男性のテストステロンを低下させる薬剤
なぜテストステロンを下げるのか
アメリカがん協会によれば、テストステロンは前立腺がんの増殖を促す可能性があります。テストステロンを低下させることで、がんのサイズ縮小や増殖速度の抑制が期待できる患者もいます。
LHRH アナログ
黄体形成ホルモン放出ホルモン(LHRH)アナログは、注射やパッチで投与され、精巣でのテストステロン産生を抑制します。
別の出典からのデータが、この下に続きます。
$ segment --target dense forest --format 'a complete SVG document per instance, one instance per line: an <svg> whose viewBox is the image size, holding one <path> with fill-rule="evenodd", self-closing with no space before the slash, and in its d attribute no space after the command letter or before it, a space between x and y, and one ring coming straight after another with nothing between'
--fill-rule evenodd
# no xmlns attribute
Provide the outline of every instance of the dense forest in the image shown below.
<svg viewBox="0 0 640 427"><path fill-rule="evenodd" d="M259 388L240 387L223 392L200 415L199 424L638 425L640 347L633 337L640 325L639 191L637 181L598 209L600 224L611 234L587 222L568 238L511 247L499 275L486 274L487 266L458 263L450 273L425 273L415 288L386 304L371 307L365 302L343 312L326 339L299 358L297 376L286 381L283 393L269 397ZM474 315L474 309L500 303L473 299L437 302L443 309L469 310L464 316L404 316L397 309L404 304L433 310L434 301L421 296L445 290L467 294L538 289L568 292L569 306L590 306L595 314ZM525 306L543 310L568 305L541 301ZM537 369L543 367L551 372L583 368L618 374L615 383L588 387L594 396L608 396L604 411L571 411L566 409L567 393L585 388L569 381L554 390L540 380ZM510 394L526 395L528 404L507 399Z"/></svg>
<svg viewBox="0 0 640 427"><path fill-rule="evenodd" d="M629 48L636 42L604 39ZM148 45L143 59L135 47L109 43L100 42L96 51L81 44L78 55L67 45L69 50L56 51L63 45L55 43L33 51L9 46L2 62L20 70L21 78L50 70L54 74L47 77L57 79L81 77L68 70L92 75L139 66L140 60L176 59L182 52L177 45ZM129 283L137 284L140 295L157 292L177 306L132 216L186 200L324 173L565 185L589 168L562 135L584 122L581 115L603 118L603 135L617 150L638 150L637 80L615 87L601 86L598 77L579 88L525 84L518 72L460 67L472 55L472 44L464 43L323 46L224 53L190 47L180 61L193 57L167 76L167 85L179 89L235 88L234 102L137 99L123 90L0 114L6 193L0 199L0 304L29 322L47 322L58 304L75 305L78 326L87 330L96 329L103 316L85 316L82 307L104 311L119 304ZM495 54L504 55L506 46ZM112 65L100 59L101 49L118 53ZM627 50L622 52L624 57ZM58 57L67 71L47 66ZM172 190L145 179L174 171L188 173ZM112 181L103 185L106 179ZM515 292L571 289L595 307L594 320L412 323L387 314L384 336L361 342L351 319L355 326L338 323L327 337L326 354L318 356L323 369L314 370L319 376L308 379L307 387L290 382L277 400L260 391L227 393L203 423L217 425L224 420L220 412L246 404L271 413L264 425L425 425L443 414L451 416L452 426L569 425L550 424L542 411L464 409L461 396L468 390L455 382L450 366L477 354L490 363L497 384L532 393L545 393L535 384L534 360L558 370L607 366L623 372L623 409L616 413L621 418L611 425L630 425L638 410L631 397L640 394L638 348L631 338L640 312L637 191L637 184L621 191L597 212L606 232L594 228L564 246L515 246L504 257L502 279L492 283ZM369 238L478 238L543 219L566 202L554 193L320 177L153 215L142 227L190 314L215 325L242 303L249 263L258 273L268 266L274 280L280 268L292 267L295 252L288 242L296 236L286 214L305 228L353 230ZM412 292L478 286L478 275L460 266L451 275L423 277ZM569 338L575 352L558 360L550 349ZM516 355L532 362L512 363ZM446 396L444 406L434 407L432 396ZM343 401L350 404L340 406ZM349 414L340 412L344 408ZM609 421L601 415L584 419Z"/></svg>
投与開始直後は一時的にテストステロンが上昇しますが、その後急激に低下します。
GnRH 拮抗薬
GnRH 拮抗薬(例:デガレリックス)は、血中テストステロン濃度を下げる働きがあります。投与は皮下注射で行われます。
副作用
- 性欲減退
- 血圧上昇
- めまい、吐き気
- 便秘
- 排尿時の痛み
- 頻脈
これらの症状が続く場合は、必ず医師に相談してください。
エストロゲンと抗アンドロゲン
かつてはエストロゲン(女性ホルモン)を用いてテストステロンを抑える治療が行われていましたが、副作用が多いため現在はほとんど使用されません。抗アンドロゲンは体内でのアンドロゲン作用を阻害します。
使用上の注意
薬剤ごとに副作用や効果の差があります。治療を開始する前に医師と十分に相談し、各治療法のメリット・デメリットを理解しておくことが重要です。